Woord vooraf
Aflevering 161 herfst 2008
Vrijdagmiddag 16 november 2007 vond in het stadhuis van Vlissingen de
21ste Historische Studiedag plaats. Het was een joint venturevoor de
organisatie tekenden de fuserende werkgroepen Historie Archeologie en
Kunstgeschiedenis van het Kon. Zeeuwsch Genootschap der
Wetenschappen en het Gemeentearchief Vlissingen. Laatstgenoemde
partner, en de 'aanstichter' van het thema, de in Vlissingen geboren dichter
Jacobs Bellamy (1757-1786), maakten het mogelijk en gewenst om de
Studiedag deze keer in Vlissingen te houden, en wel in de fraaie Govan
Mbekizaal van het Vlissingse stadhuis.
Het thema letteren werd ingegeven door de 250ste geboortedag van
Bellamy die in 2007 is gevierd, zij het in de zware slagschaduw van een
ander herdenkingsfeest en -jaar: dat van de in 1607 eveneens in de
Scheldestad geboren zeeheld Michiel de Ruyter.
Bellamy's korte leven stond vooral in het teken van literatuur, poëzie en
het schrijven. De organisatoren vreesden dat Bellamy's 250ste geboortejaar
bijna vergeten zou worden en wilden hem eren d.m.v. deze studiedag.
Het programma van de 21ste Historische Studiedag omvatte niet alleen aan
Bellamy gewijde onderdelen (een lezing van Aarnout de Bruyne en een
voordracht door Dorine Zelders), maar ook lezingen over Jacob Cats (door
Jürgen Pieters, Universiteit Gent) en de literatuur van de negentiende eeuw
(door Marita Mathijsen, Universiteit van Amsterdam). Het Gemeentearchief
Vlissingen stelde tijdens de middag eenmalig uit zijn depots de
zogenaamde 'Bellamiana' ten toon, bijzondere stukken die in directe relatie
tot Bellamy staan.
De door het publiek algemeen als boeiend ervaren studie(mid)dag en dit
themanummer van Nehalennia vormen een tweeluik. Op deze wijze kon het
thema van de Studiedag nog worden uitgediept en aangevuld met andere
onderwerpen betreffende de oudere Zeeuwse letteren.

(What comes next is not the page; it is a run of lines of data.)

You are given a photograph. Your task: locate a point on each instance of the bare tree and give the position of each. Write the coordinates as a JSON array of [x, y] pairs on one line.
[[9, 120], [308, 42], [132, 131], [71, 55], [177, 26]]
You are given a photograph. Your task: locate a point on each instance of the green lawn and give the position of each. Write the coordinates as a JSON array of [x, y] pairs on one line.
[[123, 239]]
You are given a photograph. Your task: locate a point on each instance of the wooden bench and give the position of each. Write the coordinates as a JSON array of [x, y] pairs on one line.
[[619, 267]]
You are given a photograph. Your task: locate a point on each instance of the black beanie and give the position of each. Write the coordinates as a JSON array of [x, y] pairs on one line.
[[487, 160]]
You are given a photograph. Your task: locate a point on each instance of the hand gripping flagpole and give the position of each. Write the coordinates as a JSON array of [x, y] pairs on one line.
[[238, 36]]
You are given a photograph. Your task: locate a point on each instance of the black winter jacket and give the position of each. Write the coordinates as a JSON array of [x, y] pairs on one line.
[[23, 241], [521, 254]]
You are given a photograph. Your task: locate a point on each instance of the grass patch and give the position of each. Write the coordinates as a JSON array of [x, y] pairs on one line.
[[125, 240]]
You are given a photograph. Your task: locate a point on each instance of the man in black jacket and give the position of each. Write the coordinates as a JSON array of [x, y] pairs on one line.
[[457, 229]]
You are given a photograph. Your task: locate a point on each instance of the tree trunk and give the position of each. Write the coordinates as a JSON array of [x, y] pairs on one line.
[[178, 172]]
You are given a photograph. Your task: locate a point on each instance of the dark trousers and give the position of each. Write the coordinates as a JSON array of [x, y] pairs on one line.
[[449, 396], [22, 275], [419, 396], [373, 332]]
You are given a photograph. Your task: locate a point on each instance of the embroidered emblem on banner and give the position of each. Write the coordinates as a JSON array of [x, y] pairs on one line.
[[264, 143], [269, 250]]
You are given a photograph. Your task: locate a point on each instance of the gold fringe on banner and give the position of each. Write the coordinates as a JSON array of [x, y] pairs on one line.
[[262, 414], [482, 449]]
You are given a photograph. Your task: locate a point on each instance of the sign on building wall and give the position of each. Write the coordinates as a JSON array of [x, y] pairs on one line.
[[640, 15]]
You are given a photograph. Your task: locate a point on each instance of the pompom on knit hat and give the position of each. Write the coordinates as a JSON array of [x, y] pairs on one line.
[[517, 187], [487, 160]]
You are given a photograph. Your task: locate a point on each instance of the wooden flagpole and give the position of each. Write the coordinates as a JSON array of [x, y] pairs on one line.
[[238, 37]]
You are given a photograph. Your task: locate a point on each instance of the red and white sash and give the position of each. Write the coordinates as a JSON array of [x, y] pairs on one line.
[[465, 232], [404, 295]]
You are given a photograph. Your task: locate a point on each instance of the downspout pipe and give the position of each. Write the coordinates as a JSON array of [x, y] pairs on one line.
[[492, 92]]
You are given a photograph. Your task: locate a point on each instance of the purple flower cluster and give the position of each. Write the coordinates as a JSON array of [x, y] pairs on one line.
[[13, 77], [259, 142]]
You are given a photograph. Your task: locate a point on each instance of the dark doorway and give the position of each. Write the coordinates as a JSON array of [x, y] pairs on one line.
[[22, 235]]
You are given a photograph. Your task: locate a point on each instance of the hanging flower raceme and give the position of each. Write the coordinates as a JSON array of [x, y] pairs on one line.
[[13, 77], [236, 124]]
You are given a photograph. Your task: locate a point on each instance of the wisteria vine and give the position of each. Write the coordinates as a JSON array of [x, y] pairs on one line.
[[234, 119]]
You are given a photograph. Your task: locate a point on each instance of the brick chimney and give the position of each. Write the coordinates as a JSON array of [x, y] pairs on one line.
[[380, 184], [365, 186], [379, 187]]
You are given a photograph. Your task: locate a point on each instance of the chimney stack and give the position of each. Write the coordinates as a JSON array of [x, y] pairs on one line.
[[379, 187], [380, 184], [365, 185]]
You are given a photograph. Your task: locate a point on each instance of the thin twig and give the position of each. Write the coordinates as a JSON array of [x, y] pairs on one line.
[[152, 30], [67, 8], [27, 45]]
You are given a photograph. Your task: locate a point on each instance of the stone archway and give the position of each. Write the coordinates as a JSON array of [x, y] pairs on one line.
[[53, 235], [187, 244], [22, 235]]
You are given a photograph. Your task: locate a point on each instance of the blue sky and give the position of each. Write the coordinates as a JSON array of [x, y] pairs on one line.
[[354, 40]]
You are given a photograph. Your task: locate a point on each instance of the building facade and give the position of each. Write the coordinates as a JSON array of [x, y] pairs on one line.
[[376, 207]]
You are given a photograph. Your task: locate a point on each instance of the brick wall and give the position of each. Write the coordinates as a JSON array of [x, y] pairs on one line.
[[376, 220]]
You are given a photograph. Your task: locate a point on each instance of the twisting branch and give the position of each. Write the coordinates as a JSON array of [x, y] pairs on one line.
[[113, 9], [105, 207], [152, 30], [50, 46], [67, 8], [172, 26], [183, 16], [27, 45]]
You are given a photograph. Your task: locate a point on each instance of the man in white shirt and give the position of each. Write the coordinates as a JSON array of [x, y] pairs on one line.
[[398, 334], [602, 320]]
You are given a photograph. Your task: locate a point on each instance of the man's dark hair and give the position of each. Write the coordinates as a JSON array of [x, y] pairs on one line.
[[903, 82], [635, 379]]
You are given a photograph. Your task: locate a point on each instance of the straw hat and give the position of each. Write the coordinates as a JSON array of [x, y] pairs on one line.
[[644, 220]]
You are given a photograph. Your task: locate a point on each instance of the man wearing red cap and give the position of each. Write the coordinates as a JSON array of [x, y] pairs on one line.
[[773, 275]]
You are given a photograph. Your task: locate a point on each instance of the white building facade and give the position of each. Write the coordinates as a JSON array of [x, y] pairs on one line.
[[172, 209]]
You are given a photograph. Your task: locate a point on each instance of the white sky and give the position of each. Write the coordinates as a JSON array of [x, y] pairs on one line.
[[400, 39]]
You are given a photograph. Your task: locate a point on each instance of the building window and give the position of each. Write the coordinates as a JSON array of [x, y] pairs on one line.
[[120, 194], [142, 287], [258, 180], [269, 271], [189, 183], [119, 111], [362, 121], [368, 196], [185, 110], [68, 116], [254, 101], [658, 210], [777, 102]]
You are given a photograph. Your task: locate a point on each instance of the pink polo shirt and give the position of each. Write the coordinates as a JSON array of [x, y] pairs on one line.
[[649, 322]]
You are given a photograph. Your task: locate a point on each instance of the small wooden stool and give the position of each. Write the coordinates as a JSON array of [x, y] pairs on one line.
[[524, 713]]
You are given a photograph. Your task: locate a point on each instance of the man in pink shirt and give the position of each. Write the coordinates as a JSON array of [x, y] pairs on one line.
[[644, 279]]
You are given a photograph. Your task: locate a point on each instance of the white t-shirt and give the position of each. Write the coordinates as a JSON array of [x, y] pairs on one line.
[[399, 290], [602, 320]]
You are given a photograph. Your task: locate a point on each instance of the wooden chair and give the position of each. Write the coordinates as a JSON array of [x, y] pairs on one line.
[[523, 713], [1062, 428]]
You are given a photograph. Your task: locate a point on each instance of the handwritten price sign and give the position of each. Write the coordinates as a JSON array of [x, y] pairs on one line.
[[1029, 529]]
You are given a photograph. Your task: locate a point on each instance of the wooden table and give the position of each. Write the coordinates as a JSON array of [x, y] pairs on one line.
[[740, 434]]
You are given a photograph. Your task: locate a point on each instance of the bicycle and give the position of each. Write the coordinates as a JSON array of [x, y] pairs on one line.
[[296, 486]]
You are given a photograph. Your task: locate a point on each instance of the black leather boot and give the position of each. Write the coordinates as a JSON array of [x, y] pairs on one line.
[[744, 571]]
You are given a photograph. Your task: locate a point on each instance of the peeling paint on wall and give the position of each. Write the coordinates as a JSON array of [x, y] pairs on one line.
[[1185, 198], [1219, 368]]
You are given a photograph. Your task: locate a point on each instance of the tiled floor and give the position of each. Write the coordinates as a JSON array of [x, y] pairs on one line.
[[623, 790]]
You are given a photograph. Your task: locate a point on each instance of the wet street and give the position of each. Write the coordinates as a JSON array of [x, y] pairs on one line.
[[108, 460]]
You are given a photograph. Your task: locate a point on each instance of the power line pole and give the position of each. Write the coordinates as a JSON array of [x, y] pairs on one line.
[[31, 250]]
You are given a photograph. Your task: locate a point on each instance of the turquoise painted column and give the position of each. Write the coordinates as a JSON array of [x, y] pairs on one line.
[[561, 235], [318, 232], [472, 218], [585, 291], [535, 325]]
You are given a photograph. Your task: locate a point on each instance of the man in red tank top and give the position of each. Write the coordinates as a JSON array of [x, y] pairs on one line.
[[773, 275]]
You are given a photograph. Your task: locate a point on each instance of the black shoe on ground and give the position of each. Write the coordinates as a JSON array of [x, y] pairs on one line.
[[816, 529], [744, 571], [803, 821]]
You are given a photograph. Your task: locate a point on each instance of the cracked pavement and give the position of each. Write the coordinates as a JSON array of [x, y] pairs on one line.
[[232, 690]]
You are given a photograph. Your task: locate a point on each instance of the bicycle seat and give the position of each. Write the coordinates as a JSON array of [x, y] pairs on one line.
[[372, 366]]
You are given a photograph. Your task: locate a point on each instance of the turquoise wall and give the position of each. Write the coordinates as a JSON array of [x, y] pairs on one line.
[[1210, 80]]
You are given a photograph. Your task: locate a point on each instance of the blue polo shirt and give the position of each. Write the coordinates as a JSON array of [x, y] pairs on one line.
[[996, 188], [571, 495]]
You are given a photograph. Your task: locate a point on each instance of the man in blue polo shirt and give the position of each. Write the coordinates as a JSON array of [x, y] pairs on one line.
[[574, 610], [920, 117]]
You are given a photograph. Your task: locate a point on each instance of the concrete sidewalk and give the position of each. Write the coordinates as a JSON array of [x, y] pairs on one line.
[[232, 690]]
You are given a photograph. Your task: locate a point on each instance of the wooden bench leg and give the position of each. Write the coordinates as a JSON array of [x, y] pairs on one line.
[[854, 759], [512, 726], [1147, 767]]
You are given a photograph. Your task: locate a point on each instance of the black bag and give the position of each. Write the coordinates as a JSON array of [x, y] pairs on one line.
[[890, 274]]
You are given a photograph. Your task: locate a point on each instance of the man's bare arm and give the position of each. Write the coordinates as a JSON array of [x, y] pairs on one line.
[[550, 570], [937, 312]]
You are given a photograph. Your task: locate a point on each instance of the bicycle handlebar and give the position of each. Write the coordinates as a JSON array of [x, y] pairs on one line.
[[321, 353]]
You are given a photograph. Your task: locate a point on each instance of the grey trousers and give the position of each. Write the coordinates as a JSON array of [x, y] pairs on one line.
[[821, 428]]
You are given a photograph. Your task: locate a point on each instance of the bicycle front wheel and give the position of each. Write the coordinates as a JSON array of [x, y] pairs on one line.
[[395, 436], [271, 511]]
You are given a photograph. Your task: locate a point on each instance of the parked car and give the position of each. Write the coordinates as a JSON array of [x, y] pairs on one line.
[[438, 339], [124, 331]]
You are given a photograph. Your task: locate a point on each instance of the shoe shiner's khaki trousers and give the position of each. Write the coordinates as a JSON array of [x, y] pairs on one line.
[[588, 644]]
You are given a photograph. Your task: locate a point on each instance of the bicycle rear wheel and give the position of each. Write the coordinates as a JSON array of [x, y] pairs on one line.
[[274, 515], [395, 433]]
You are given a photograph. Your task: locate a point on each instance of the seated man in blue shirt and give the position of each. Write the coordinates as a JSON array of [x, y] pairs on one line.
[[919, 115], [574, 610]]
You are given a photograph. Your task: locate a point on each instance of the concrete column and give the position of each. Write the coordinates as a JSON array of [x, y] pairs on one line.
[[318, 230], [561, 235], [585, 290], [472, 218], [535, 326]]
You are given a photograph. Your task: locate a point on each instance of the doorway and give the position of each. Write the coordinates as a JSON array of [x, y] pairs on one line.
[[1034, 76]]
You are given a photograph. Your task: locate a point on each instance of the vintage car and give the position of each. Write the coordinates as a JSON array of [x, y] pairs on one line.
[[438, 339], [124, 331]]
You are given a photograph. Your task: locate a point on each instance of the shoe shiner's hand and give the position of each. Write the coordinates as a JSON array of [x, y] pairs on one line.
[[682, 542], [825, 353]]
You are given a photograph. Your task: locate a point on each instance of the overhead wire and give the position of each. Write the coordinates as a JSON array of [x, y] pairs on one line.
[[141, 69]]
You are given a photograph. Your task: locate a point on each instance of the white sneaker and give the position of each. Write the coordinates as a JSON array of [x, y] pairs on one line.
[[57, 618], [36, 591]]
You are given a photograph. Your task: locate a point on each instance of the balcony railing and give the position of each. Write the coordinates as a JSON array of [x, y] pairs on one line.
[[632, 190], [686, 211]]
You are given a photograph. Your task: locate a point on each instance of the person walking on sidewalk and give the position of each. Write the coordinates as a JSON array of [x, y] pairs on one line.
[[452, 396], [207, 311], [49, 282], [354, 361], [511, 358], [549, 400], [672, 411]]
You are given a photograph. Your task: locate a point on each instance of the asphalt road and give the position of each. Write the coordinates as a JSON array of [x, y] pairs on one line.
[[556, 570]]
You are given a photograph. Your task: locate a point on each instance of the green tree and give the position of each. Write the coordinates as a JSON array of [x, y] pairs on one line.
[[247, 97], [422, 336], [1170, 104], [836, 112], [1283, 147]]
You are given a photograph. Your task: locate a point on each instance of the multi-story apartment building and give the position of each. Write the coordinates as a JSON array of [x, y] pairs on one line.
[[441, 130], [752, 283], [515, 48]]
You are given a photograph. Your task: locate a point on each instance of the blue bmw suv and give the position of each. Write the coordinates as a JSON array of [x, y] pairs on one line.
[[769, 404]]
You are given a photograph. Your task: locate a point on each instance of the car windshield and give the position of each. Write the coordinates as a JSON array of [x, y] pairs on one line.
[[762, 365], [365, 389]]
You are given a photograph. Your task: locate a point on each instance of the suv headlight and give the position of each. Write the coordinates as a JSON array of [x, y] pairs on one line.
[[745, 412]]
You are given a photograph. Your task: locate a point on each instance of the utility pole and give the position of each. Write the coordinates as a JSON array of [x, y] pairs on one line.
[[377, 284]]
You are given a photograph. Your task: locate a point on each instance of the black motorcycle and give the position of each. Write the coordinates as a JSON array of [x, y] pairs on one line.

Het verbindingsscharnier van beide elementen is de bijdrage van Aarnout
de Bruyne: 'Jacobus Bellamy in de korte en krachtige ontwikkeling van zijn
dichterschap', met verve gebracht in het stadhuis van Vlissingen, de
woonplaats van de spreker, en nu ook beschikbaar als artikel in
Nehalennia. Bij wijze van afsluiting van het thema vindt u nog een ander
artikel over Bellamy in dit nummer, eveneens door een auteur uit de
gemeente Vlissingen, Marcel van den Driest. Daartussen een met het
Bellamythema verbonden verhaal van Nehalennia-redacteur Pau Heerschap
over Betje Wolff en Aagje Deken. De twee overige bijdragen brengen Gerrit
Achterberg, Piet Meertens en Catharina van de Graft voor het voetlicht, en
tegelijk daarmee een andere periode, andere Zeeuwse regio's en een andere
invalshoek, namelijk die van de literatuur in relatie tot de volkscultuur.